Ariadne Labs, Boston, MA, USA.
Boston University School of Public Health, Boston, MA, USA.
J Prim Care Community Health. 2022 Jan-Dec;13:21501319221102041. doi: 10.1177/21501319221102041.
Both rural residents and state government leaders describe a need to redesign rural health care systems. Community members should be at the center of this effort.
We conducted 46 in-depth interviews of direct service providers between September and November 2020 in Washington County, Maine. Data were analyzed using a thematic analysis approach.
Existing strengths included collaboration between government and health systems, and community-based services. Gaps included insufficient workforce, restricted scope of licensing and poor reimbursement, lack of coordination between health systems, and limited paramedicine capacity. Strategies for health system redesign included addressing maldistribution of services and resource optimization, changing federal and state legislation around insurance and scope of practice, and moving toward value-based purchasing models.

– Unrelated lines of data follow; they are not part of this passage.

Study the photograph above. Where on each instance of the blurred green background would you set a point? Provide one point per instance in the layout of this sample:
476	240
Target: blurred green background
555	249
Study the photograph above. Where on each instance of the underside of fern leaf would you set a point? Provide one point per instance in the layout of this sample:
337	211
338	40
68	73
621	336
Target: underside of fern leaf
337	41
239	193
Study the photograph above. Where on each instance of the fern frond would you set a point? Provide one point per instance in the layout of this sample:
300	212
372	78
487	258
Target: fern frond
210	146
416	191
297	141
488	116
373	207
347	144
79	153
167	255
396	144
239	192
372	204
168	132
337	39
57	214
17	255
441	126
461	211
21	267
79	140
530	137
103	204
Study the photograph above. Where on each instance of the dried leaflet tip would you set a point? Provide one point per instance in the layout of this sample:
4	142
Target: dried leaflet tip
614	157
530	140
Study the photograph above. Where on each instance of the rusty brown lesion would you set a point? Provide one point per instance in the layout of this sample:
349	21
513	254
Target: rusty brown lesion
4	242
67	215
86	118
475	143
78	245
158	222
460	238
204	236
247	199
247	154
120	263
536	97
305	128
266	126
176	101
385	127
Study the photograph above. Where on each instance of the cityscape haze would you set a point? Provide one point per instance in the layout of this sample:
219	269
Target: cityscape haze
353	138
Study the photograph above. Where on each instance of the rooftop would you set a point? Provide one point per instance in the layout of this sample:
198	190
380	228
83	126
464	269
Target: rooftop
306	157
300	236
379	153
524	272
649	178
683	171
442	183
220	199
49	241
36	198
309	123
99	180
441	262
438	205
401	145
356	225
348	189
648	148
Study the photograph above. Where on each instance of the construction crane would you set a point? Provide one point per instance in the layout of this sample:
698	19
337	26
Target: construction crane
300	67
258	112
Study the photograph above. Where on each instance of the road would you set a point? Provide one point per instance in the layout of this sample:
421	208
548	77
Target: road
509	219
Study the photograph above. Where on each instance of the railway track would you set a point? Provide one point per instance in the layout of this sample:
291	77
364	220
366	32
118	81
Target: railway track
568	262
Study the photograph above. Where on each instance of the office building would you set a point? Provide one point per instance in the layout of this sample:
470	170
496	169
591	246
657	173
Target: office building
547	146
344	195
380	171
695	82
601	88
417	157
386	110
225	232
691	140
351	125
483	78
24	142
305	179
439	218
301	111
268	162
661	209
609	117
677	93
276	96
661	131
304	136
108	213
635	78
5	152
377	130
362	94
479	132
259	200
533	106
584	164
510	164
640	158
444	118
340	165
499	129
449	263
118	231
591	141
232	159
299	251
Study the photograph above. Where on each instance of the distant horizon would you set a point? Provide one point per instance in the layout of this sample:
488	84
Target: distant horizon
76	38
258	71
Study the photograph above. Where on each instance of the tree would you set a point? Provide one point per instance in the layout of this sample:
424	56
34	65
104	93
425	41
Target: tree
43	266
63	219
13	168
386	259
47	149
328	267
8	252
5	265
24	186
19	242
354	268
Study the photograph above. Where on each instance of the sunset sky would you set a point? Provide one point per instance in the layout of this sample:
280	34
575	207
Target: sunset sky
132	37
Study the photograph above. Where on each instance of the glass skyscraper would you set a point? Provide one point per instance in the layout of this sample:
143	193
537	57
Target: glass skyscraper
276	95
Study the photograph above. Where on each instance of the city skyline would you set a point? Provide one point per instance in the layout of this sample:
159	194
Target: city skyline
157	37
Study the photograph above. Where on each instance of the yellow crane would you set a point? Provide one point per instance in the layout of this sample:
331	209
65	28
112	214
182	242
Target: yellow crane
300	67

Participants provided pragmatic recommendations based on their deep understanding of the community context. Lessons learned are likely to be salient in areas with similar profiles regarding rurality and poverty.

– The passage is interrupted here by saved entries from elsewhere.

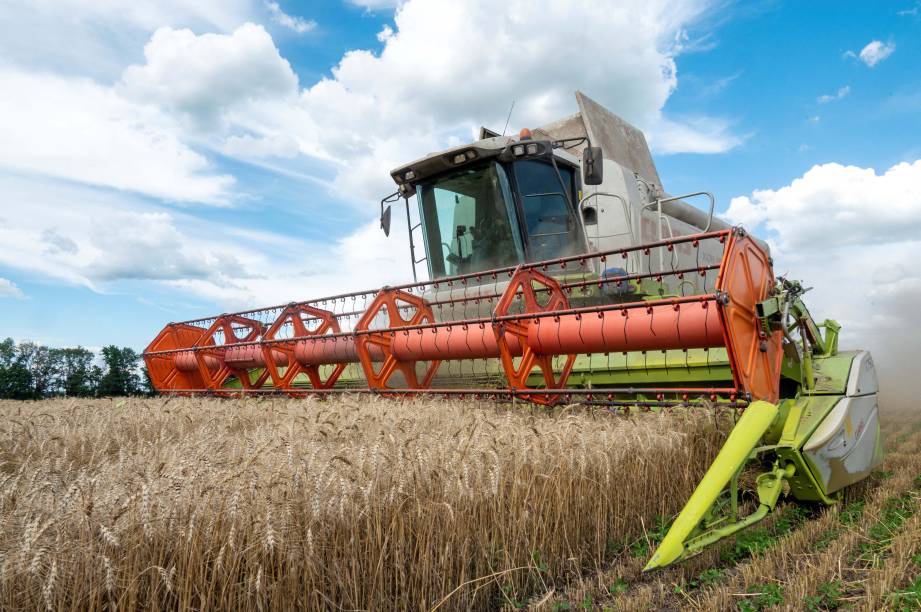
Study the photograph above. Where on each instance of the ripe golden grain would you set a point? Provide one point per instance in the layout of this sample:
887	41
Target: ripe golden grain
359	502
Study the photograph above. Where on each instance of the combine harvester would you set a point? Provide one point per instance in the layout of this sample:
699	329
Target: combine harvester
561	272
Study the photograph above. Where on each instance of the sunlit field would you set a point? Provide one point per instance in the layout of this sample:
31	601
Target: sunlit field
369	503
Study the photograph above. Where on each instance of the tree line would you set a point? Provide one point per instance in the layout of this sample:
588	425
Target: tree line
33	371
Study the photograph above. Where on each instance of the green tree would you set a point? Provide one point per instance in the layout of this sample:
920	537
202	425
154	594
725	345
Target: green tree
79	377
120	372
15	378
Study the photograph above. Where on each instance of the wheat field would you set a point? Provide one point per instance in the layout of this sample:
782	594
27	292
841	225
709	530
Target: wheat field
356	503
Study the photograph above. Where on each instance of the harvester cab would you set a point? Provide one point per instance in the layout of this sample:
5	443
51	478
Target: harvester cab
558	270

农村居民和州政府领导人均表示需要重新设计农村医疗保健系统。社区成员应该成为这一努力的核心。
我们于 2020 年 9 月至 11 月在缅因州华盛顿县对 46 名直接服务提供者进行了深入访谈。使用主题分析方法对数据进行了分析。
现有优势包括政府与卫生系统之间的协作以及基于社区的服务。差距包括劳动力不足、许可证范围受限且报酬低、卫生系统之间缺乏协调以及辅助医疗能力有限。卫生系统重新设计的策略包括解决服务和资源配置不均的问题、调整联邦和州的保险和执业范围立法,以及转向基于价值的购买模式。
参与者根据对社区背景的深入了解提供了务实的建议。从农村和贫困地区的相似情况来看,这些经验教训可能具有重要意义。